When we published our extensive two-part review of the M1-powered Mac mini last spring with a particular CAD/3D focus, we ended by saying that “Apple’s Firestorm cores in the M1 are unmatched. Where the M1 falls down is in multi-core performance.”
Fixing the Multi-Core Issue
I don’t want readers to misunderstand that last sentence, however. The M1 is an incredibly powerful chip for its cost and it divides its 8 CPU cores into 4 Firestorm and 4 Ice-Storm cores. Balanced symmetrically between performance and energy efficiency, the M1 made sense for the types of Mac computers Apple had targetted the chip for.
Now with the MacBook Pro, Apple is thinking that pro users are going to bias workflows that put slightly more emphasis on powerful time-saving functionality over battery life. The new MacBook Pros still get incredibly battery life, but these machines are for power users. Where the M1 MacBook Air is ideal for say a journalist or author in a remote location who needs to get a lot of writing done and needs maximum battery-life, the M1 Pro or M1 Max-based MacBook Pro is for the film editor, architect, 3D animator, or coder who needs to get work done faster even when unplugged.
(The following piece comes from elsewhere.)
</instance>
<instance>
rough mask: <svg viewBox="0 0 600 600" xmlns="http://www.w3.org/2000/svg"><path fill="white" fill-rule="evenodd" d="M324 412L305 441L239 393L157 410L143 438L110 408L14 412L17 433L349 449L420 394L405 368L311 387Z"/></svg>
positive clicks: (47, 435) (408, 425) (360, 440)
Apple has rebalanced things. The M1 Pro and M1 Max feature 10 cores and 8 of them are Firestorm cores, while only 2 of them are Ice Storm cores. The result is these new MacBook Pros deliver double the number of Firestorm cores (8) and that makes a big impact on multi-core workloads like 3D rendering workflows, film editing workflows, science and engineering workflows, and 3D CAD/BIM workflows in AEC where more processing these days is multi-threaded. In short, Apple has totally fixed the multi-core issue, giving pro users whose apps use more “multithreaded” the power they really want.